Jakarta (ANTARA News) - Asosiasi Perusahaan Minyak dan Gas Nasional (Aspermigas) menyatakan kesiapannya mendukung rencana pemerintah mengalihkan pengelolaan blok minyak dan gas bumi asing yang hampir habis masa kontraknya kepada perusahaan nasional.
"Bukan cuma siap, tapi lebih dari siap. Sudah seharusnya pemerintah memberikan kesempatan yang lebih luas kepada perusahaan migas nasional, termasuk barang dan jasa nasional, dalam mengelola ladang-ladang minyak dan gas bumi di Indonesia," kata Ketua Umum Aspermigas, Effendi Siradjuddin di Jakarta, Minggu.
Menurut Effendi, kebijakan pemerintah tersebut sejalan dengan kecenderungan global. Sejak 40 tahun silam, semua negara penghasil migas praktis telah berhasil memiliki dan mengoperasikan hampir 90 persen ladang migas di negara mereka, yang notabene merepresentasikan 90 persen cadangan dan produksi dunia.
"Terobosan pemerintah ini patut didukung, utamanya karena Indonesia saat ini terancam oleh ketidaktersediaan minyak impor yang merupakan pemasok 2/3 kebutuhan nasional," kata Effendi.
Terlebih lagi, dalam 10 tahun terakhir ini , produksi minyak Indonesia merosot hingga 50 persen.
"Aspermigas menaruh harapan besar kepada "Duo W" Wacik (Menteri ESDM, red) dan Widjajono (Wakil Menteri ESDM,red), yang berani melakukan terobosan besar untuk mengantisipasi situasi sulit ini," imbuh Effendi.
Terkait kesiapan pemain nasional, Effendi Siradjuddin menunjuk fakta bahwa semua lapangan eks-operator asing, baik lapangan produksi maupun lapangan tidur, telah berhasil dinaikkan produksinya oleh perusahaan nasional seperti dilakukan Pertamina, Medco, Energi Mega Persada, dan lebih dari 30 swasta nasional lainnya.
Tidak hanya di dalam negeri, lebih dari separuh perusahaan migas nasional saat ini pun sudah beroperasi di luar negeri. Sejarah juga mencatat, banyak tenaga ahli Indonesia yang belajar dari perusahaan Amerika dan Eropa sejak awal 1960-an.
Ikut menjadi bagian dari perusahaan asing yang berhasil mendongkrak produksi minyak Indonesia hingga lima kali lipat dan mencapai puncaknya sebesar 1,7 juta barel per hari pada awal 1990-an.

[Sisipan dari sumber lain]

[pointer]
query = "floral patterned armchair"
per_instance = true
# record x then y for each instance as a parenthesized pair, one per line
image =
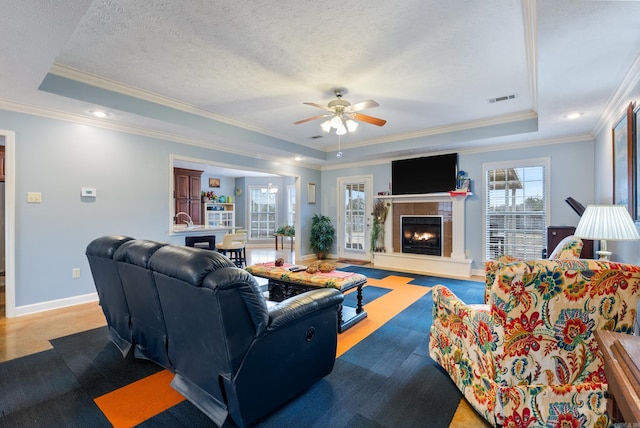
(528, 357)
(569, 248)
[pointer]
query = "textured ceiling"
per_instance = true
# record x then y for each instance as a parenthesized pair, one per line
(197, 66)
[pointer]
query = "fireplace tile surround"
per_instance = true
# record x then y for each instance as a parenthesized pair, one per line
(452, 209)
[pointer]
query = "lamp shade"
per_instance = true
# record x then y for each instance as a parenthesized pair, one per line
(606, 222)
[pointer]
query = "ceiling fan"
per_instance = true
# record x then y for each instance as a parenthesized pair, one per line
(343, 115)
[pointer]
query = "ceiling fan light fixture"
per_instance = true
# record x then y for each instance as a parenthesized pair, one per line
(336, 122)
(270, 188)
(326, 126)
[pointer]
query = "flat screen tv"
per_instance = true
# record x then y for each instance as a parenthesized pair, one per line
(429, 174)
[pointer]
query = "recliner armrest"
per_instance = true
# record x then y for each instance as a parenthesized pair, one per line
(298, 306)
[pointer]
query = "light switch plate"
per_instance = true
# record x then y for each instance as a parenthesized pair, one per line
(88, 192)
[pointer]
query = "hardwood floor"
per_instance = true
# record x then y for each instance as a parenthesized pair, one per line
(29, 334)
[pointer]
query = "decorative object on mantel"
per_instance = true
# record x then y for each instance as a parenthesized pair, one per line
(463, 184)
(606, 222)
(380, 211)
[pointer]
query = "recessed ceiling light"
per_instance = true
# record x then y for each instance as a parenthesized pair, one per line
(574, 115)
(99, 113)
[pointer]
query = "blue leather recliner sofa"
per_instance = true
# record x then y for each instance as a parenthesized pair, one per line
(232, 356)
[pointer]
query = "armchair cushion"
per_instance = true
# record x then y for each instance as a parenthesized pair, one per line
(530, 355)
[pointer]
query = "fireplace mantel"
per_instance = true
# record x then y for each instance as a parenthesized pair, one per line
(456, 265)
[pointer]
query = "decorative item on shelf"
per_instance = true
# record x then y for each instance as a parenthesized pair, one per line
(606, 223)
(380, 211)
(286, 230)
(322, 235)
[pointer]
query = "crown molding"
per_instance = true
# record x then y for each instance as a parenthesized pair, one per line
(462, 126)
(166, 136)
(480, 149)
(111, 85)
(619, 99)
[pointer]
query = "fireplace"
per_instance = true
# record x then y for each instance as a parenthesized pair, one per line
(422, 234)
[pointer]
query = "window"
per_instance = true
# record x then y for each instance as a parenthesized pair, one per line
(291, 205)
(516, 214)
(355, 216)
(263, 214)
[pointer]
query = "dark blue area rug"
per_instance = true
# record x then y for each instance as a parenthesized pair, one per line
(386, 380)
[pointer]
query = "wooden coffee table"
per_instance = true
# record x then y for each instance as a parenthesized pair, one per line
(284, 283)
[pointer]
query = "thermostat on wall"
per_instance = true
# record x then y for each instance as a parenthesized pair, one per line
(88, 191)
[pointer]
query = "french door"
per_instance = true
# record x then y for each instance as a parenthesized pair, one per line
(354, 217)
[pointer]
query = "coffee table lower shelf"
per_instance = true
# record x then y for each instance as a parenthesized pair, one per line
(347, 315)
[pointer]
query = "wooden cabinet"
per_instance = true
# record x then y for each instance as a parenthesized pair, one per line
(555, 234)
(219, 215)
(187, 190)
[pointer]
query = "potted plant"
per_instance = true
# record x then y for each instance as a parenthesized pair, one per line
(322, 234)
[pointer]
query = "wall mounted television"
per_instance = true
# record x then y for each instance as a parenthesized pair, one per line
(428, 174)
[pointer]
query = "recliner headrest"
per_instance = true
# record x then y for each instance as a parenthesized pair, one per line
(106, 246)
(188, 264)
(137, 252)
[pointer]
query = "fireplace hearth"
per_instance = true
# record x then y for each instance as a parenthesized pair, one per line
(422, 234)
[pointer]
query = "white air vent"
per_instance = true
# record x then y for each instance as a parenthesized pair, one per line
(504, 98)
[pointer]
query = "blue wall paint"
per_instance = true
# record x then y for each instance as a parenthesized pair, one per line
(571, 164)
(131, 174)
(623, 251)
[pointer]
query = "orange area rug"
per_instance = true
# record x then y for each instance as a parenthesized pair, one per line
(141, 400)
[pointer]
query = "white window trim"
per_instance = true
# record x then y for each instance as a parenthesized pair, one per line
(520, 163)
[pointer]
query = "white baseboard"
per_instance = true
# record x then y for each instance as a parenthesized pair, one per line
(55, 304)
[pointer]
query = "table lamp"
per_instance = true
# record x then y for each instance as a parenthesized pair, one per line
(606, 222)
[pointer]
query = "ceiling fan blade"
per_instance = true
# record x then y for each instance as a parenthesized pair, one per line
(369, 119)
(310, 119)
(362, 105)
(319, 106)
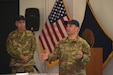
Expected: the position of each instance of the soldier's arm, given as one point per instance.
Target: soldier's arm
(86, 53)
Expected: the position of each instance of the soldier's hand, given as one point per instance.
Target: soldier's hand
(44, 56)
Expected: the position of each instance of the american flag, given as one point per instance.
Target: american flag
(54, 29)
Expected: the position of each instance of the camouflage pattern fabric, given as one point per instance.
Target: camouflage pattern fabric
(19, 45)
(66, 51)
(22, 69)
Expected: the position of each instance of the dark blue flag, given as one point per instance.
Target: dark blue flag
(92, 31)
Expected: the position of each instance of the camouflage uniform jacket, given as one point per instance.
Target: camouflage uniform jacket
(19, 45)
(66, 51)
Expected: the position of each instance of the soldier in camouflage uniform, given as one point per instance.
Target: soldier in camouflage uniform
(21, 45)
(73, 52)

"Keberhasilan itu didorong oleh iklim investasi yang kondusif, tidak seperti iklim investasi kita dalam 10 tahun terakhir," kata Effendi.
Pemerintah prioritaskan
Baru-baru ini, Wakil Menteri ESDM Prof Widjajono Partowidagdo menyampaikan rencana pemerintah yang hendak memberikan prioritas kepada pelaku migas nasional -terutama Pertamina-untuk mengoperasikan blok-blok migas yang kontraknya segera berakhir. Namun, pemberian hak pengelolaan itu akan dilakukan secara hati-hati, dan dipastikan bukan perusahaan nasional yang "ditunggangi" pihak asing.
Widjajono mengungkapkan, terdapat 26 blok migas yang kontraknya akan berakhir sampai dengan 2020. Di antaranya, Blok Siak di Riau yang dioperasikan Chevron Pasifik akan berakhir pada 2013, Blok Koridor (Conoco Philips) berakhir 2016, Blok B South Natuna Sea berakhir 2018, dan Blok Mahakam (Total E&P) akan berakhir Maret 2017.

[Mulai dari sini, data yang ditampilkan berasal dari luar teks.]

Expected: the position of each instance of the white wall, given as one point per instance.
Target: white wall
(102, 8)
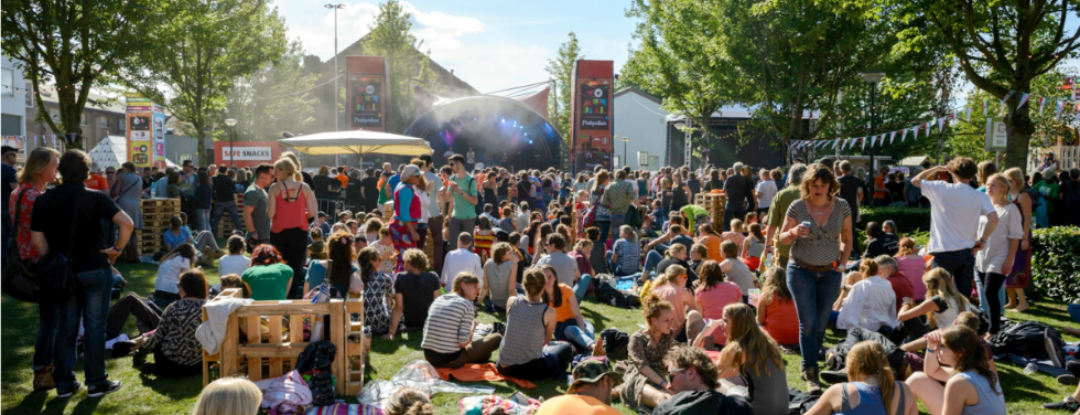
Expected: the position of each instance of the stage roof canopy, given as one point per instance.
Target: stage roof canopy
(358, 142)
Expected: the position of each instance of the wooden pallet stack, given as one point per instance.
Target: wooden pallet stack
(156, 219)
(714, 203)
(226, 227)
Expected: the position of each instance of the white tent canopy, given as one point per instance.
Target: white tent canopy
(358, 142)
(110, 152)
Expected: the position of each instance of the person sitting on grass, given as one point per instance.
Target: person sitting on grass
(229, 396)
(448, 331)
(176, 351)
(589, 395)
(693, 385)
(775, 309)
(874, 385)
(644, 387)
(268, 275)
(712, 294)
(737, 270)
(415, 290)
(526, 351)
(170, 268)
(972, 388)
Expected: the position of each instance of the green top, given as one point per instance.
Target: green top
(779, 211)
(269, 281)
(463, 210)
(692, 211)
(1048, 190)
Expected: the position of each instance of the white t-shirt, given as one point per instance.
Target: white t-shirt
(766, 190)
(991, 257)
(169, 273)
(232, 264)
(955, 209)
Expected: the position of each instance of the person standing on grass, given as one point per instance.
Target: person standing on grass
(462, 188)
(956, 209)
(71, 208)
(39, 171)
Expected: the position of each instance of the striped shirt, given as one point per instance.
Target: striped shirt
(822, 246)
(449, 324)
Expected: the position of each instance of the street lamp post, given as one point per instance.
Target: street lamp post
(232, 133)
(873, 77)
(337, 94)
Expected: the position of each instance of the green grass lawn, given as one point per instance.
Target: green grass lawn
(146, 395)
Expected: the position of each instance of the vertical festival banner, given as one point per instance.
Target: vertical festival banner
(591, 110)
(140, 144)
(367, 93)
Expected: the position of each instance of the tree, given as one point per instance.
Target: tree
(73, 44)
(273, 98)
(391, 38)
(201, 49)
(1002, 47)
(561, 69)
(678, 58)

Dihubungi terpisah ,penasihat Aspermigas, John Karamoy mengatakan pemerintah bisa memberikan prioritas pengalihan pengelolaan blok produksi migas besar, terutama kepada Pertamina yang saat ini mengelola ratusan lapangan.
Kesempatan yang sama juga bisa diberikan kepada Group Medco dan Group Bakrie, karena pertimbangan pengalaman dan kesiapan keuangan.
"Namun, bila dikaitkan dengan rencana meningkatkan lifting, pemberian prioritas pengelolaan tersebut belum cukup menjawab kebutuhan," kata John.
Menurut dia, untuk meningkatkan lifting, maka Indonesia tetap memerlukan keberlanjutan keberadaan dan kesuksesan perusahaan-perusahaan migas nasional kecil menengah, sesuai dengan pengalaman dan kemampuan mereka dalam menggarap blok-blok yang sepadan.
John mencontohkan, di banyak negara, termasuk Amerika Serikat, sepertiga produksi minyaknya dikerjakan sendiri oleh perusahaan kecil menengah mereka. Pertimbangannya, lapangan kecil menengah lebih efesien bila dikelola oleh perusahaan yang sepadan.
Merujuk UU Migas Nomor 22/2001, lanjut John, terdapat kebijakan yang bersifat "win-win "bagi semua pelaku migas nasional, dalam hal ini BUMN, BUMD, swasta, dan koperasi.
"?Untuk itu, kebijakan yang ada harus kondusif agar perusahaan nasional besar, kecil, dan menengah dapat tumbuh bersama-sama. Diberi kesempatan dan diperlakukan adil, agar tidak saling mematikan akibat kebijakan yang keliru," tegas John.